Parental understanding of wheeze and its impact on asthma prevalence estimates

S. S. Cunha and P. J. Newcombe

Instituto de Saúde Coletiva, Universidade Federal da Bahia, Bahia, Brazil, London, School of Hygiene and Tropical Medicine, London, UK.

To the Editors:

In an article recently published in the European Respiratory Journal, Michel et al. 1 presented the results of a study assessing the accuracy of the response to a question on wheezing in the last 12 months, by comparing responses with parental understanding on wheezing, and building three different scenarios (A, B and C). In the study, Michel et al. 1 accurately raised methodological limitations on estimates of asthma prevalence rates based on such a question and, hence, questionnaires. Although we subscribe to the limitations raised in the paper, we would like to make comments on three statements posed by the authors.

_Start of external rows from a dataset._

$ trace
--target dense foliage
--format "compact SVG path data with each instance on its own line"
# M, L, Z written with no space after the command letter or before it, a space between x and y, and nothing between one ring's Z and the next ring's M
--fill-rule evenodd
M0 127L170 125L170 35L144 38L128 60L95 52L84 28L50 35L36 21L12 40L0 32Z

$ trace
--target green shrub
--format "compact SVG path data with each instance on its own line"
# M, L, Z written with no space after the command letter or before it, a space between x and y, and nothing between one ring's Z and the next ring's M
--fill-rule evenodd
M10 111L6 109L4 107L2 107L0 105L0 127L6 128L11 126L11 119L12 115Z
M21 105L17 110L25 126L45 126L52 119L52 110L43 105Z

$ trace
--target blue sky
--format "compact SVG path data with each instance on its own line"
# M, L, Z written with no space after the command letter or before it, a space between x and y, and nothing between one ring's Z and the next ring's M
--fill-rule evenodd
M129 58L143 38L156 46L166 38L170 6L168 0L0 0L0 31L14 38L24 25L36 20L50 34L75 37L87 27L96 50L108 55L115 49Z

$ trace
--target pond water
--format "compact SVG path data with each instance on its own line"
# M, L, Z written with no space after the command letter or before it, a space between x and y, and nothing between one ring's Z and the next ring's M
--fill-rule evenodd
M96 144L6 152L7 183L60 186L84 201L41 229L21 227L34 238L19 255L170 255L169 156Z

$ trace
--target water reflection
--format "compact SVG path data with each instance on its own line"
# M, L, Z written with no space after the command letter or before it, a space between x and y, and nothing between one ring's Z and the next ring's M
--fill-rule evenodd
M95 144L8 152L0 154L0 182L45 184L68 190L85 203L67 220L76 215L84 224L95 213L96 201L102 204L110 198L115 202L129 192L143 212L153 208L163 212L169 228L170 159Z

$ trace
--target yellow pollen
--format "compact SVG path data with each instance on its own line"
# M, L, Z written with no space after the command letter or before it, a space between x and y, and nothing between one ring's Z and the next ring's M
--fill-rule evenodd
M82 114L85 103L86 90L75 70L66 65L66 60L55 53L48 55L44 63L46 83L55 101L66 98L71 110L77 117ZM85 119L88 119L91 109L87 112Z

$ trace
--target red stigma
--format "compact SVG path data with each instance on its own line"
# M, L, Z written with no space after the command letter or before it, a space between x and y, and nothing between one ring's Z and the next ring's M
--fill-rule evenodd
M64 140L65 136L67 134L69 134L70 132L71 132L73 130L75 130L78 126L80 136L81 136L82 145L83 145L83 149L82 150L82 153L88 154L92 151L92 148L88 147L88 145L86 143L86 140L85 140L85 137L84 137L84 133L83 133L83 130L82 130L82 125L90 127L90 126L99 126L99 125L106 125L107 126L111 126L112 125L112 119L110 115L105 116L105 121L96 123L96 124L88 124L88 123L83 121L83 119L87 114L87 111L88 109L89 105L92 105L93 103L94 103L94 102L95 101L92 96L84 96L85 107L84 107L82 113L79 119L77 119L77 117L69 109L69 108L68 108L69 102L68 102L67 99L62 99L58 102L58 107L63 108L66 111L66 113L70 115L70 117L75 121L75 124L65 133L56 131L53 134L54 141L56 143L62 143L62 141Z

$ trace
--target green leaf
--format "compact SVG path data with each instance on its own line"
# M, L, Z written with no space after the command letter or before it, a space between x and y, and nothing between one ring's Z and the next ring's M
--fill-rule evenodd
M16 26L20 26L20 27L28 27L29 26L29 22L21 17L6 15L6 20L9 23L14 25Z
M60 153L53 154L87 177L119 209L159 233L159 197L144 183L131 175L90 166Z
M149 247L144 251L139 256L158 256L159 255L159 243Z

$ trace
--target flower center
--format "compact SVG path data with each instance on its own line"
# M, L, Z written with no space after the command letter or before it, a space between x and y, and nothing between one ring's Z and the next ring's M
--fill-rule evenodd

First, the authors stated that "questionnaire surveys are, therefore, more likely to underestimate the true prevalence of wheeze, not the converse". Indeed, all the prevalence rates observed by the authors in the total study population and in subgroups were lower than the rates estimated in scenario B, in which children whose parents had not reported wheeze and given an incorrect definition of wheeze were considered as having asthma. However, this scenario seems to be an extreme situation. If observed rates are compared with scenario C, which the authors describe as "realistic" and maybe closer to the true rate, in only two subgroups (South Asian and the most deprived) would the observed prevalence rates underestimate the true values. It is worth noting that the estimated rates in the three different scenarios are a function of the observed rates. For instance, if the observed prevalence was 20% in both these subgroups and the proportion of correct description among those who reported wheeze and among those who did not report wheeze were as in the study by Michel et al. 1, the estimates in scenario C would be very similar to the observed rates of 20%; that is, there would not be underestimation (table 1Go). Estimates of ≥20% have been observed in International Study of Asthma and Allergies in Childhood (ISAAC) surveys in several settings in Latin America and in English-speaking countries 2, 3. In conclusion, it seems to us that the statement saying there would be an underestimation of the true prevalence observed in surveys can not be taken as a rule.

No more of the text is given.